Cloud infrastructure makes it easy to spawn on-demand infrastructure with spot pricing which further helps reduce cost and manage immutable infrastructure. However, this also increases the odds of infrastructure instances being terminated on short notice.
X. Dev/prod parity
Keep development, staging, and production as similar as possible.
As far as possible, keep the environment similar as it helps ensure that cluster sizing, debugging, model validation etc., can all be done in the dev environment.

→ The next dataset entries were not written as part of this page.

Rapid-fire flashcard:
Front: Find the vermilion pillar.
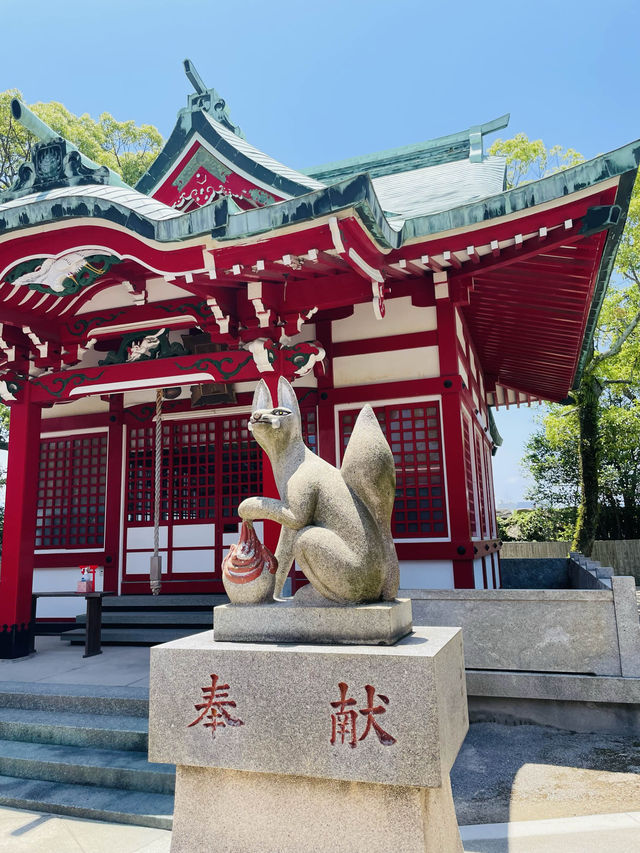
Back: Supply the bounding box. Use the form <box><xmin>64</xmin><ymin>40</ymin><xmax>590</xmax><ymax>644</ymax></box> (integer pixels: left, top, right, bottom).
<box><xmin>103</xmin><ymin>395</ymin><xmax>124</xmax><ymax>593</ymax></box>
<box><xmin>436</xmin><ymin>286</ymin><xmax>475</xmax><ymax>588</ymax></box>
<box><xmin>0</xmin><ymin>387</ymin><xmax>42</xmax><ymax>658</ymax></box>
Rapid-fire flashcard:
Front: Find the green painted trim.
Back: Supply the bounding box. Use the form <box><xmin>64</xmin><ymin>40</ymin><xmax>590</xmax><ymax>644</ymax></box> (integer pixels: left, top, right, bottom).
<box><xmin>1</xmin><ymin>141</ymin><xmax>639</xmax><ymax>258</ymax></box>
<box><xmin>488</xmin><ymin>407</ymin><xmax>503</xmax><ymax>455</ymax></box>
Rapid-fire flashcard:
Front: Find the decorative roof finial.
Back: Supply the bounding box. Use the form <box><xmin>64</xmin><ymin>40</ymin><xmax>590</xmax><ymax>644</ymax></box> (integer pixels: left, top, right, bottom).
<box><xmin>183</xmin><ymin>59</ymin><xmax>244</xmax><ymax>139</ymax></box>
<box><xmin>0</xmin><ymin>99</ymin><xmax>128</xmax><ymax>202</ymax></box>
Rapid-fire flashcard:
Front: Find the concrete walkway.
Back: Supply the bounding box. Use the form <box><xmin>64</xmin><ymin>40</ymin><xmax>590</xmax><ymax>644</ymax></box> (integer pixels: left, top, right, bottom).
<box><xmin>0</xmin><ymin>806</ymin><xmax>170</xmax><ymax>852</ymax></box>
<box><xmin>0</xmin><ymin>805</ymin><xmax>638</xmax><ymax>852</ymax></box>
<box><xmin>461</xmin><ymin>811</ymin><xmax>640</xmax><ymax>852</ymax></box>
<box><xmin>0</xmin><ymin>636</ymin><xmax>150</xmax><ymax>688</ymax></box>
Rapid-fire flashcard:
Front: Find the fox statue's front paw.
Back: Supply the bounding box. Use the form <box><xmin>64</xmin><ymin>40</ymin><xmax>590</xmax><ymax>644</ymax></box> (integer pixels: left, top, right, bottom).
<box><xmin>238</xmin><ymin>496</ymin><xmax>261</xmax><ymax>521</ymax></box>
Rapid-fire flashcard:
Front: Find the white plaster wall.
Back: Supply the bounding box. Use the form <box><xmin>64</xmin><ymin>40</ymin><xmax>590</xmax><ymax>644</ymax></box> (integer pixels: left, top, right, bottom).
<box><xmin>333</xmin><ymin>346</ymin><xmax>439</xmax><ymax>388</ymax></box>
<box><xmin>127</xmin><ymin>526</ymin><xmax>169</xmax><ymax>550</ymax></box>
<box><xmin>399</xmin><ymin>560</ymin><xmax>454</xmax><ymax>590</ymax></box>
<box><xmin>473</xmin><ymin>558</ymin><xmax>485</xmax><ymax>589</ymax></box>
<box><xmin>486</xmin><ymin>558</ymin><xmax>495</xmax><ymax>589</ymax></box>
<box><xmin>77</xmin><ymin>279</ymin><xmax>191</xmax><ymax>314</ymax></box>
<box><xmin>172</xmin><ymin>550</ymin><xmax>215</xmax><ymax>573</ymax></box>
<box><xmin>172</xmin><ymin>524</ymin><xmax>214</xmax><ymax>548</ymax></box>
<box><xmin>331</xmin><ymin>297</ymin><xmax>436</xmax><ymax>342</ymax></box>
<box><xmin>42</xmin><ymin>397</ymin><xmax>109</xmax><ymax>419</ymax></box>
<box><xmin>455</xmin><ymin>309</ymin><xmax>465</xmax><ymax>348</ymax></box>
<box><xmin>125</xmin><ymin>551</ymin><xmax>163</xmax><ymax>574</ymax></box>
<box><xmin>457</xmin><ymin>357</ymin><xmax>469</xmax><ymax>389</ymax></box>
<box><xmin>33</xmin><ymin>566</ymin><xmax>104</xmax><ymax>618</ymax></box>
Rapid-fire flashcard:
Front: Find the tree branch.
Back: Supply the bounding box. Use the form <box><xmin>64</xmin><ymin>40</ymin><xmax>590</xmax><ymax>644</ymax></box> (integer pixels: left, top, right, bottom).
<box><xmin>593</xmin><ymin>305</ymin><xmax>640</xmax><ymax>366</ymax></box>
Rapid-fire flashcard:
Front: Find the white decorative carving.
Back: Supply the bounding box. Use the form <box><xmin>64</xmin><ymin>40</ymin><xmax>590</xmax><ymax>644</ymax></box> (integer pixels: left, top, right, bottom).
<box><xmin>127</xmin><ymin>328</ymin><xmax>166</xmax><ymax>362</ymax></box>
<box><xmin>0</xmin><ymin>380</ymin><xmax>17</xmax><ymax>401</ymax></box>
<box><xmin>11</xmin><ymin>252</ymin><xmax>89</xmax><ymax>292</ymax></box>
<box><xmin>243</xmin><ymin>338</ymin><xmax>275</xmax><ymax>373</ymax></box>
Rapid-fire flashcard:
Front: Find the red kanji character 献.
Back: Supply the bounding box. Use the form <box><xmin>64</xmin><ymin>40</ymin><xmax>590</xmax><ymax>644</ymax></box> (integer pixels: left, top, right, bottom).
<box><xmin>358</xmin><ymin>684</ymin><xmax>396</xmax><ymax>745</ymax></box>
<box><xmin>330</xmin><ymin>681</ymin><xmax>358</xmax><ymax>748</ymax></box>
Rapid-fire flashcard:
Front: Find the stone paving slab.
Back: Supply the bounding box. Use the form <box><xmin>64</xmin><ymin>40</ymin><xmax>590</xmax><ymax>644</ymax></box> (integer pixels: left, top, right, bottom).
<box><xmin>452</xmin><ymin>721</ymin><xmax>640</xmax><ymax>825</ymax></box>
<box><xmin>0</xmin><ymin>805</ymin><xmax>171</xmax><ymax>852</ymax></box>
<box><xmin>0</xmin><ymin>637</ymin><xmax>150</xmax><ymax>688</ymax></box>
<box><xmin>461</xmin><ymin>811</ymin><xmax>640</xmax><ymax>852</ymax></box>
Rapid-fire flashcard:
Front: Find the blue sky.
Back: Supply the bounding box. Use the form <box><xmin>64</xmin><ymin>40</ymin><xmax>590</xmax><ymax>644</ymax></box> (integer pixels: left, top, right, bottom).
<box><xmin>2</xmin><ymin>0</ymin><xmax>638</xmax><ymax>504</ymax></box>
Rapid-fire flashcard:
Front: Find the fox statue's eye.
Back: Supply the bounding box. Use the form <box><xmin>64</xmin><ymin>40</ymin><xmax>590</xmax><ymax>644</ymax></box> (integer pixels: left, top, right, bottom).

However, concerns such as cost, privacy, time etc., might lead to choosing alternatives such as sampling and anonymisation of data for test environments. Scale down infrastructure/configuration proportionately if you choose to sample. This offers a good middle ground where data on dev still lets you know of data bottlenecks and other issues before they hit the production environment.
XI. Observability
Provide insights into runtime application behaviour
Use structured logging to provide visibility into the application behaviour. The event logs and spark history server provide detailed insight into the processed tasks and can help in identifying unbalanced tasks, their duration, DAG visualisation, shuffle issues etc.
Publish infrastructure and spark metrics to monitoring systems so that the infrastructure can be effectively utilised and issues due to incorrectly configured system resources can be investigated.
XII. Data Quality
Define data quality checks to safeguard against data drift
In addition to testing, running data quality checks in your data pipeline helps ensure that any degradation due to Data Drift is caught early before downstream jobs consume the data.
Define a measure of accuracy for any models and ensure the accuracy score meets a static/dynamic threshold.
Choose actionable data quality metrics which can be acted upon to avoid alert fatigue and noise.